# Graphs and pairings of elliptic curves

**Marzio Mula **- PhD in Mathematics, University of Trento

**Abstract: **Most isogeny-based cryptosystems ultimately rely, for their security, on the problem of finding a secret isogeny between two elliptic curves (IsoPath). As cryptographic applications usually employ weaker variants of IsoPath for practical reasons, it is natural to ask whether these variants are equally hard from a computational perspective. For example, what happens if the endomorphism ring of one of the curves is known? Does the existence of suitable pairings affect the hardness of IsoPath? What happens if some non-trivial endomorphisms of the domain and codomain curves are known?

The first question leads to the well-known problem of hashing on the supersingular isogeny graph, i.e. the graph whose vertices are supersingular elliptic curves (up to isomorphism) and whose edges are isogenies of fixed degree.
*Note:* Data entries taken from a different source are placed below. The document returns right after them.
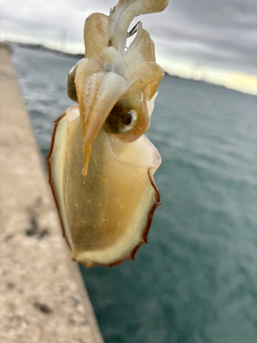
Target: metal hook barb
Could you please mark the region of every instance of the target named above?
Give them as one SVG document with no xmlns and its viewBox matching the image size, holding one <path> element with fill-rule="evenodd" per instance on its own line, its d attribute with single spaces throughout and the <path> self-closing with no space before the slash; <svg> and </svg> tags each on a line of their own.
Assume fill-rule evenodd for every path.
<svg viewBox="0 0 257 343">
<path fill-rule="evenodd" d="M 135 34 L 135 33 L 137 32 L 138 30 L 138 23 L 139 23 L 139 21 L 138 23 L 137 23 L 135 26 L 133 27 L 133 29 L 132 29 L 130 32 L 127 32 L 127 38 L 129 38 L 130 37 L 131 37 L 132 36 L 133 36 L 133 34 Z"/>
</svg>

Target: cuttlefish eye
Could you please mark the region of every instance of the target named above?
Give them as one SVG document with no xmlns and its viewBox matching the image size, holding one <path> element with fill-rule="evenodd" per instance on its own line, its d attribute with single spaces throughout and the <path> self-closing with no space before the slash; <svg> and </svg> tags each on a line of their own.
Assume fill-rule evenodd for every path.
<svg viewBox="0 0 257 343">
<path fill-rule="evenodd" d="M 117 104 L 106 121 L 105 128 L 109 133 L 122 134 L 133 128 L 137 119 L 136 110 Z"/>
</svg>

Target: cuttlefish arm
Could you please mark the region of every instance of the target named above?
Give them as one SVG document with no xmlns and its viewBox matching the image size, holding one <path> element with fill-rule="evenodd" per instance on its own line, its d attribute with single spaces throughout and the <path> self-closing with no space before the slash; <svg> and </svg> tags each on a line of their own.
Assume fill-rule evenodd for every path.
<svg viewBox="0 0 257 343">
<path fill-rule="evenodd" d="M 132 20 L 167 0 L 121 0 L 110 16 L 86 21 L 85 58 L 71 71 L 71 106 L 57 121 L 48 158 L 50 183 L 73 257 L 88 266 L 132 259 L 147 241 L 160 194 L 160 156 L 145 133 L 163 78 L 154 45 Z"/>
</svg>

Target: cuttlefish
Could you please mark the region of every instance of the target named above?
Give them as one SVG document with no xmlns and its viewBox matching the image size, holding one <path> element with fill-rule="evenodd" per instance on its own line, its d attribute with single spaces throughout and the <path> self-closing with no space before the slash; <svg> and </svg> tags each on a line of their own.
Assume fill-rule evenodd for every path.
<svg viewBox="0 0 257 343">
<path fill-rule="evenodd" d="M 135 16 L 167 5 L 120 0 L 109 16 L 91 14 L 85 57 L 68 76 L 78 106 L 55 122 L 50 184 L 73 259 L 88 267 L 134 259 L 160 205 L 154 174 L 161 158 L 145 133 L 164 73 L 142 23 L 128 29 Z"/>
</svg>

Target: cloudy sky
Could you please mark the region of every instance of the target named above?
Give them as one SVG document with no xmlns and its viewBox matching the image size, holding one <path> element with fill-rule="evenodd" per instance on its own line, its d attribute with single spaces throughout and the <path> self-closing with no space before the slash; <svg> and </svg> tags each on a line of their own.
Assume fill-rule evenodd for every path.
<svg viewBox="0 0 257 343">
<path fill-rule="evenodd" d="M 95 12 L 108 14 L 115 4 L 0 0 L 0 39 L 83 52 L 86 18 Z M 164 12 L 138 19 L 155 42 L 158 61 L 171 72 L 257 74 L 257 0 L 169 0 Z"/>
</svg>

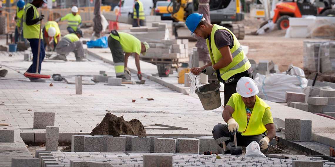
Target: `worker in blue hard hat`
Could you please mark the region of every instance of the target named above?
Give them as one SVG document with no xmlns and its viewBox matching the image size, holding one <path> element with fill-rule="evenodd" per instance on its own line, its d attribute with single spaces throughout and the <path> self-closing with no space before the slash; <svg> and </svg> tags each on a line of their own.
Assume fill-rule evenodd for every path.
<svg viewBox="0 0 335 167">
<path fill-rule="evenodd" d="M 16 22 L 15 26 L 15 33 L 14 35 L 15 43 L 18 41 L 19 38 L 20 38 L 21 41 L 23 41 L 23 13 L 24 12 L 24 1 L 23 0 L 19 0 L 16 3 L 16 13 L 14 18 Z"/>
<path fill-rule="evenodd" d="M 224 84 L 224 106 L 231 95 L 236 93 L 237 81 L 243 76 L 252 78 L 251 64 L 242 46 L 234 34 L 228 28 L 211 24 L 199 13 L 190 15 L 186 25 L 192 33 L 206 39 L 211 62 L 201 67 L 194 67 L 195 75 L 201 72 L 212 75 Z"/>
</svg>

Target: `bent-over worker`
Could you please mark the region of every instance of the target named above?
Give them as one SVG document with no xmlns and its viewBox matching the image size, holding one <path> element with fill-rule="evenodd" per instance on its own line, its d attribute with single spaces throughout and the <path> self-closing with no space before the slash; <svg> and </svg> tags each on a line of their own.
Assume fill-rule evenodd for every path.
<svg viewBox="0 0 335 167">
<path fill-rule="evenodd" d="M 236 133 L 238 146 L 246 147 L 255 141 L 262 150 L 266 149 L 276 135 L 270 107 L 257 95 L 258 89 L 251 78 L 241 78 L 236 91 L 222 113 L 227 125 L 219 124 L 214 127 L 214 139 L 221 148 L 224 142 L 226 150 L 230 150 L 234 145 L 232 134 Z"/>
<path fill-rule="evenodd" d="M 132 53 L 135 57 L 135 63 L 137 68 L 138 79 L 142 79 L 142 74 L 140 66 L 140 54 L 145 55 L 149 48 L 146 42 L 141 42 L 138 39 L 131 34 L 116 30 L 111 31 L 108 37 L 108 46 L 111 49 L 113 56 L 113 61 L 115 68 L 116 77 L 121 78 L 124 81 L 127 79 L 125 72 L 130 75 L 130 71 L 127 68 L 128 58 Z M 124 55 L 123 52 L 126 52 Z"/>
</svg>

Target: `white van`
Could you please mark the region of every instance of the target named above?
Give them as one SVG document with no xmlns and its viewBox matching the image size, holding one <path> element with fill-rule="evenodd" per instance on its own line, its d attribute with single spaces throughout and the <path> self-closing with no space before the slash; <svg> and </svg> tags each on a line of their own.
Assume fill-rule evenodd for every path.
<svg viewBox="0 0 335 167">
<path fill-rule="evenodd" d="M 151 9 L 153 6 L 152 0 L 139 0 L 143 4 L 144 8 L 144 14 L 150 15 Z M 134 10 L 134 5 L 135 4 L 134 0 L 122 0 L 121 6 L 121 15 L 128 16 L 129 17 L 133 17 Z M 119 10 L 120 9 L 120 2 L 118 6 L 114 7 L 113 10 Z"/>
</svg>

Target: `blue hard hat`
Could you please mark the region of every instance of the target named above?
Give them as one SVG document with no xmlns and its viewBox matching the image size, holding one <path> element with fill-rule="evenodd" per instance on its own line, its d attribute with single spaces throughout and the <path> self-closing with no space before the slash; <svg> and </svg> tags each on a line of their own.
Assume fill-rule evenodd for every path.
<svg viewBox="0 0 335 167">
<path fill-rule="evenodd" d="M 16 3 L 16 6 L 19 8 L 22 8 L 24 6 L 24 1 L 23 0 L 19 0 Z"/>
<path fill-rule="evenodd" d="M 198 26 L 198 24 L 200 22 L 200 20 L 201 20 L 201 18 L 202 18 L 202 16 L 203 15 L 203 14 L 196 13 L 190 15 L 187 17 L 185 23 L 186 24 L 187 28 L 192 32 L 191 35 L 192 35 L 192 34 L 194 32 L 194 30 L 197 28 L 197 27 Z"/>
</svg>

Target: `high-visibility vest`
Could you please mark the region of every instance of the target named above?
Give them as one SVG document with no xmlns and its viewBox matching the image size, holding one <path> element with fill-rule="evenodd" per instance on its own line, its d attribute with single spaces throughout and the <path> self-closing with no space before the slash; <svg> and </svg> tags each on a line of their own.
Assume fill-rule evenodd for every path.
<svg viewBox="0 0 335 167">
<path fill-rule="evenodd" d="M 16 17 L 17 17 L 17 19 L 16 20 L 16 26 L 18 27 L 21 27 L 21 19 L 23 16 L 23 14 L 24 13 L 24 8 L 25 6 L 23 6 L 23 8 L 22 10 L 20 10 L 19 8 L 16 8 Z"/>
<path fill-rule="evenodd" d="M 138 4 L 140 6 L 138 8 L 138 17 L 141 20 L 144 20 L 145 19 L 145 16 L 144 16 L 144 8 L 143 8 L 143 4 L 139 0 L 137 0 L 136 2 L 138 3 Z M 134 18 L 137 18 L 137 11 L 136 10 L 136 9 L 135 9 L 135 6 L 134 5 Z"/>
<path fill-rule="evenodd" d="M 38 18 L 40 17 L 40 13 L 37 10 L 37 8 L 35 6 L 30 3 L 28 3 L 24 9 L 24 12 L 23 14 L 23 37 L 25 38 L 32 39 L 39 38 L 39 34 L 40 34 L 40 30 L 41 29 L 41 22 L 39 21 L 35 24 L 28 25 L 25 23 L 26 18 L 27 16 L 27 11 L 30 8 L 32 8 L 34 9 L 34 16 L 32 19 Z M 40 37 L 43 39 L 43 35 L 41 33 Z"/>
<path fill-rule="evenodd" d="M 215 32 L 218 29 L 228 31 L 232 35 L 234 40 L 234 46 L 230 49 L 231 55 L 232 56 L 232 61 L 227 66 L 220 69 L 221 77 L 224 80 L 226 80 L 234 75 L 249 69 L 251 67 L 251 64 L 249 62 L 249 60 L 242 49 L 242 46 L 234 34 L 228 28 L 216 24 L 213 25 L 211 32 L 210 46 L 211 49 L 210 49 L 211 47 L 209 47 L 209 41 L 208 39 L 206 39 L 212 64 L 214 65 L 222 58 L 221 53 L 215 44 L 215 39 L 214 39 Z"/>
<path fill-rule="evenodd" d="M 68 26 L 72 28 L 75 31 L 77 31 L 78 26 L 81 22 L 81 17 L 78 13 L 75 16 L 72 13 L 68 13 L 61 18 L 61 21 L 64 20 L 67 20 Z"/>
<path fill-rule="evenodd" d="M 74 33 L 71 33 L 67 34 L 64 36 L 64 38 L 67 38 L 71 42 L 74 42 L 79 40 L 79 37 Z"/>
<path fill-rule="evenodd" d="M 256 95 L 255 106 L 249 123 L 247 124 L 246 105 L 242 100 L 241 95 L 238 93 L 235 93 L 231 95 L 230 98 L 233 98 L 235 105 L 235 111 L 231 116 L 239 124 L 238 131 L 242 133 L 242 136 L 259 135 L 266 131 L 266 128 L 262 121 L 265 109 L 270 109 L 267 104 Z"/>
<path fill-rule="evenodd" d="M 56 29 L 56 34 L 53 37 L 55 42 L 56 42 L 56 43 L 58 43 L 58 41 L 57 41 L 57 38 L 56 37 L 58 35 L 59 35 L 60 36 L 61 36 L 61 30 L 59 29 L 58 23 L 55 21 L 49 21 L 46 23 L 45 27 L 45 31 L 47 31 L 47 33 L 49 32 L 48 31 L 49 30 L 49 28 L 50 27 L 54 27 Z"/>
</svg>

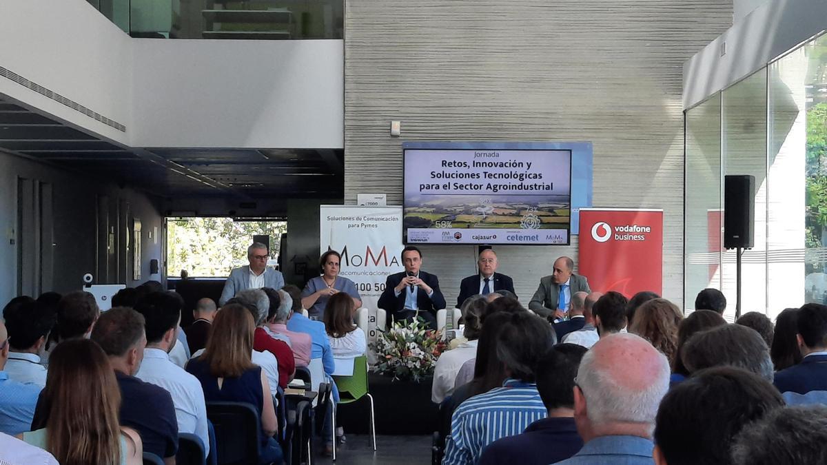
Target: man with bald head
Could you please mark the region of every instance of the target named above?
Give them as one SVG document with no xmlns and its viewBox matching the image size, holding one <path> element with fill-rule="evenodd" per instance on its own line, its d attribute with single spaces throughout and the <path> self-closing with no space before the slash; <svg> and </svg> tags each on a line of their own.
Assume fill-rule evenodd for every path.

In the first part of the talk we show that none of the available hashing techniques are at the same time efficient and cryptographically secure, and we also point out a few alternative approaches. Furthermore, we leverage the classic Deuring correspondence between supersingular elliptic curves and quaternion orders to study a weaker variant of IsoPath.

We then address the latter questions, showing that, in the general case, finding distinct pairings compatible with a secret isogeny is no easier than solving IsoPath. In the presence of an orientation, on the other hand, we show that the existence of suitable self-pairings, together with a recent attack on the isogeny-based key-exchange SIDH, does lead to efficiently solving IsoPath in some cases.

Finally, we introduce a different graph of elliptic curves, which has not been considered before in isogeny-based cryptography and which does not arise, in fact, from isogenies: the Hessian graph. We give a (still partial) account of its remarkable regularity and discuss potential cryptographic applications.